Create a free Manufacturing.net account to continue

Move Over CIA: Business Intelligence Expected To Reach $23.8 Billion In '07

A recent report by AMR Research shows that North American companies will increase business intelligence and performance management spending by 9 percent to $23.8 billion.

According to a report released Tuesday by AMR Research, North American companies will spend $23.8 billion in 2007 on business intelligence (BI) and performance management (PM), an increase of 9 percent.

AMR outlines BI and PM as a set of tools, applications and processes that helps companies control and manage business and operational performance, combining goal-setting and alignment with planning, forecasting, modeling capabilities, analytics and tactical reporting.

“We are nowhere near the business and intelligence and performance management saturation point,” said John Hagerty, vice president and research fellow at AMR. “The vast majority of companies say they will expand their purchases this year.
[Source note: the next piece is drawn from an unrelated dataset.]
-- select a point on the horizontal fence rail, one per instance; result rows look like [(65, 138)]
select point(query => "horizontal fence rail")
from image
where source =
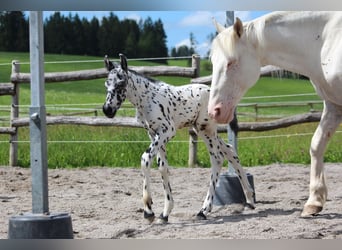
[(133, 123), (102, 73)]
While BI tools are still the largest area of spending and could be considered the meat and potatoes of this space, analytics applications as well as dashboards and scorecards are growing at a healthy rate.”

By category, business intelligence tools for gathering information and provide analysis is expected to see $6.6 billion; dashboards and scorecards should see $5.5 billion; analytics infrastructure is expected $4.3 billion in spending; planning, budgeting and forecasting will have a $4.1 billion share; and analytics applications will see $3.4 billion in spending for 2007.